Rastlantısal olarak saptanan hastalığı kesin olarak belirlemek ve teşhis edebilmek için ileri tetkiklerinin kullanılmasının gerektiğine dikkat çeken Prof. Dr. Ulus, “Son senelerda onkolojik görüntülemede lezyonun metabolik aktivite seviyesini saptayarak teşhis, evreleme ve tedavi daha sonrası değerlendirmeye büyük katkısı olan PET-BT (pozitron emisyon tomografisi-bilgisayarlı tomografi) kullanıma girdi. PET-BT soliter pulmoner nodüllerin ve kitlesel lezyonların değerlendirilmesinde faal ve noninvaziv bir prosedürdür. Bir akciğer kitlesinin berbat huylu olduğu tespit edildiğinde hastalığın yaygınlığının gerçek bir biçimde belirlenmesinde PET-BT’nin mevcut teşhis hallerine nazaran nitelikli sonuçlar elde edilebiliyor” diye konuştu.

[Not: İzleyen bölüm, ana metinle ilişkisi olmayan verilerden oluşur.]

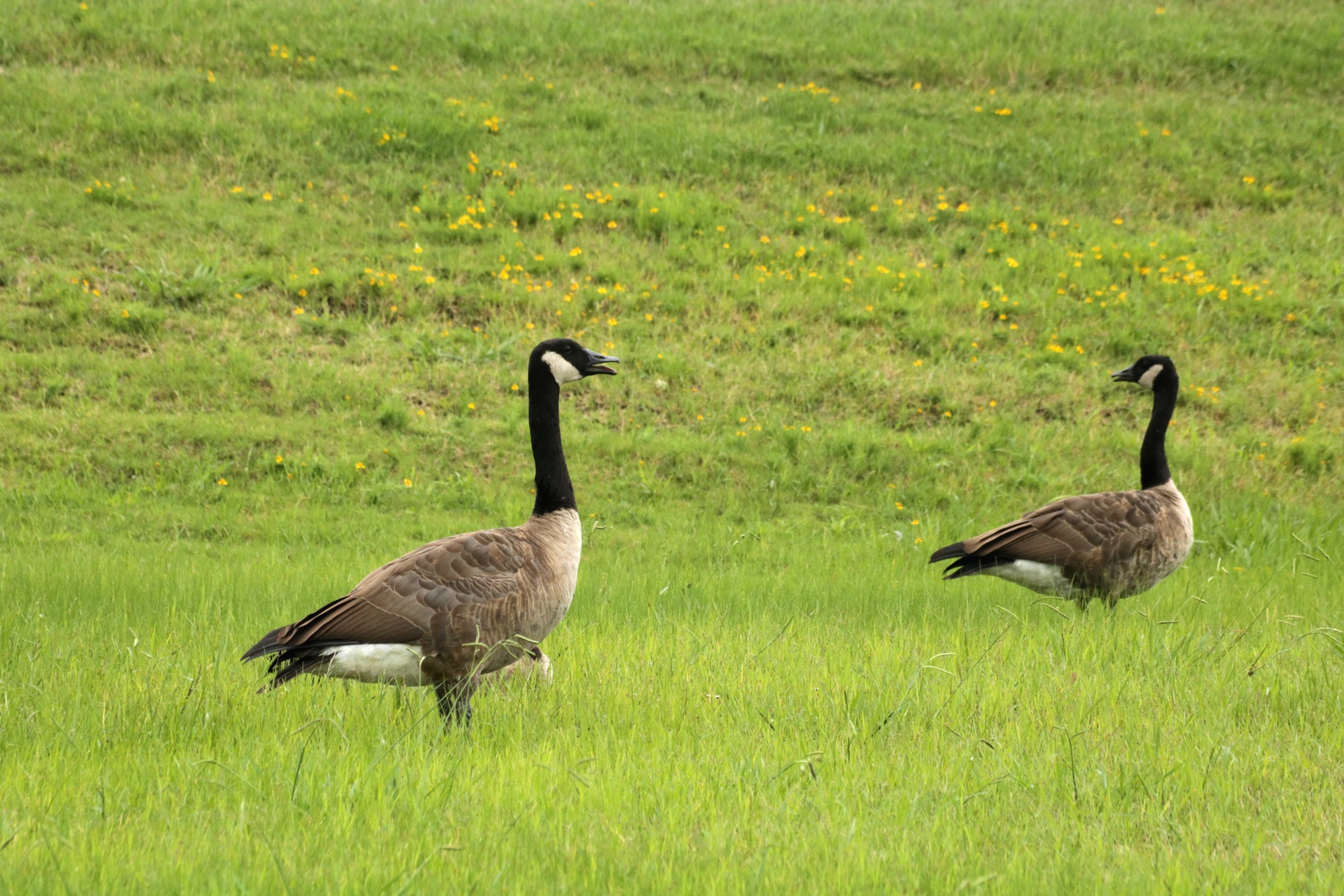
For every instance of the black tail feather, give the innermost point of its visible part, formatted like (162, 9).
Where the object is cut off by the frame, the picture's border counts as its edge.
(965, 566)
(288, 663)
(269, 644)
(958, 550)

Genelde bu tetkikler kararında hastaya teşhis konulabildiğini fakat kanser teşhisini doğrulayabilmek için o görülen dokudan biyopsi yapılması, kararına nazaran kesin kanser olup olmadığının belirlenmesi gerektiğini de kaydetti.

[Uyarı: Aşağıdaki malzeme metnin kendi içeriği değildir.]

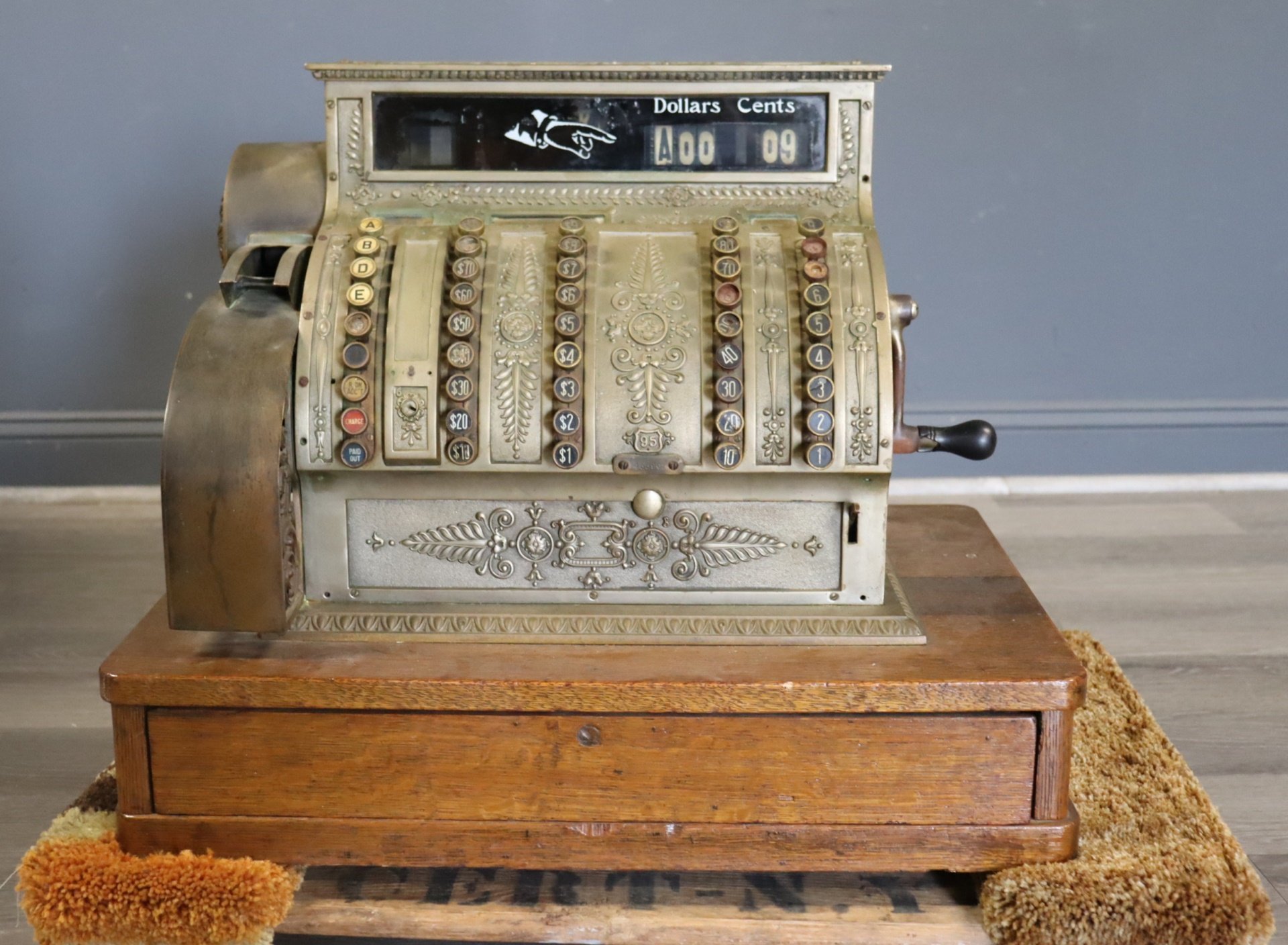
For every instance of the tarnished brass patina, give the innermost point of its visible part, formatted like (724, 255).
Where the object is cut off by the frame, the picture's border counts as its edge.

“PATOLOJİDEN EVVEL KESİN TEŞHİS KONULMAMALI”
Akciğer ve öteki kanser tiplerindeki muteber tetkik formlarından bahseden Prof. Dr. Ulus, “Ancak şunu belirtmek gerekir ki vakit zaman bu tetkikler kararında sonuç olumlu yani tümör ihtimali yüksek olarak değerlendirilse de belirlenen kitlenin çıkarılarak yapılan biyopsi kararında tümör olmaması da mümkün. Bu durumda biz tabiplere düşen nazaranv bu cins kuşkulu imgelerle başvuran hastalara kesin tanıyı patolojik tetkik yapılmadan koymamaktır” dedi.

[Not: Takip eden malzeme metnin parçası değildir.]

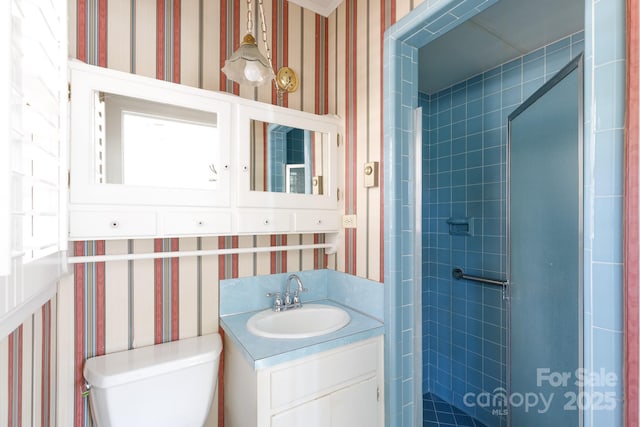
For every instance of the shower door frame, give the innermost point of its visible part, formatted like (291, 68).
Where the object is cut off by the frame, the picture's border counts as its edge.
(575, 64)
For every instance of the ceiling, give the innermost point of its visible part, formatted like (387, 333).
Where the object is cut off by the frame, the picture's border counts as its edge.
(506, 30)
(321, 7)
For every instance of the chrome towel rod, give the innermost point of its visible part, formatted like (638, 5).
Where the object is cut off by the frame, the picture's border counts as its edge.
(458, 274)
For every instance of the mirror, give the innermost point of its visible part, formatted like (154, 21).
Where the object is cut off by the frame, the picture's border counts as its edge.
(287, 159)
(138, 142)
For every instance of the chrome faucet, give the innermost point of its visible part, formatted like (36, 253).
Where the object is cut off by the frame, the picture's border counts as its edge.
(295, 302)
(289, 301)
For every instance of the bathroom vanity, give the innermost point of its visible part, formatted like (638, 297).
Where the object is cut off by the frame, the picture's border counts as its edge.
(332, 379)
(339, 387)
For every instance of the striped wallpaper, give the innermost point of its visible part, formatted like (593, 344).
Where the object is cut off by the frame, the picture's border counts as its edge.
(338, 60)
(28, 381)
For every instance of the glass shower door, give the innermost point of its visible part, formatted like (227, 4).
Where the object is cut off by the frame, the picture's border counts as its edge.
(545, 254)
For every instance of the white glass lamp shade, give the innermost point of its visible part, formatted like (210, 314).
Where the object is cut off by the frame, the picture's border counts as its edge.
(247, 65)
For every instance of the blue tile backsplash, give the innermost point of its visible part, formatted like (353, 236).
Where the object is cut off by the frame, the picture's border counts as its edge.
(463, 173)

Prof. Dr. Ulus, akciğer kanserinin günümüzde erken teşhis edilmesi halinde tedavi başarısı artığının altını çizdi ve şunları söylemiş oldu:
“Erken teşhis konan olgularda tümör operasyonla alınabilirse birlikteinde tamamlayıcı tedavi kemoterapi, immunoterapi, radyoterapi üzere tedaviler yapılabilir ve şayet bu dediklerimiz gerçekleşirse akciğer kanseri hastasının ömür kalitesi artar, daha düzgün ve uzun yaşama talihi daha fazla olabilir.”